J'ai beaucoup écrit à ce sujet. Dans le domaine de la science avancée, de celle qui se fait, la langue anglaise est aujourd'hui normalement utilisée par les scientifiques francophones pour obtenir une publication rapide dans les grandes revues internationales de très grande diffusion. On le comprend.

Dans le domaine devenu si important de la vulgarisation scientifique, c'est-à-dire l'information sur la science pour le non spécialiste, l'édition en langue française s'est développée et nous pouvons nous en réjouir.

Reste un domaine important et menacé : les brevets européens. L'Office Européen des Brevets est sis à Munich: 19 pays le composent, les 15 pays de l'U.E. et la Suisse, le Liechtenstein, Monaco et Chypre.

Le volume annuel des brevets européens représente approximativement un million de pages imprimées, donc beaucoup plus que l'ensemble des autres publications scientifiques et techniques.

Depuis 1978, il existe un dépôt de brevet unique, auprès de l'Office Européen, de demandes dites "européennes" (en français, en anglais, en allemand). A l'issue d'une procédure administrative unique, elles se transforment après délivrance en brevets nationaux, traduits dans la langue des pays intéressés (espagnol pour l'Espagne, Grec pour la Grèce, etc...).

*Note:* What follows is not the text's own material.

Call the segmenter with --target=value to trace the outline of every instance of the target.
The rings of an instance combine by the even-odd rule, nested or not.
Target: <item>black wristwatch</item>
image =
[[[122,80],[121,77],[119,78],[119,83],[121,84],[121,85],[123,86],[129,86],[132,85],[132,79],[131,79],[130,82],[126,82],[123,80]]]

Les sociétés multinationales, les pays d'Europe du Nord, prônent le passage sur "tout anglais" comme langue unique des brevets européens.

Un protocole de "Renonciation aux exigences en matière de traduction" est proposé à la ratification. S'il est accepté, il prendra effet le 30 juin 2001. Demain.

Renoncer à l'exigence du maintien du français serait une défaite pour la francophonie et une perte pour les PME-PMI qui forment 80% du tissu industriel français et aussi pour les entreprises de la Communauté Wallonie-Bruxelles.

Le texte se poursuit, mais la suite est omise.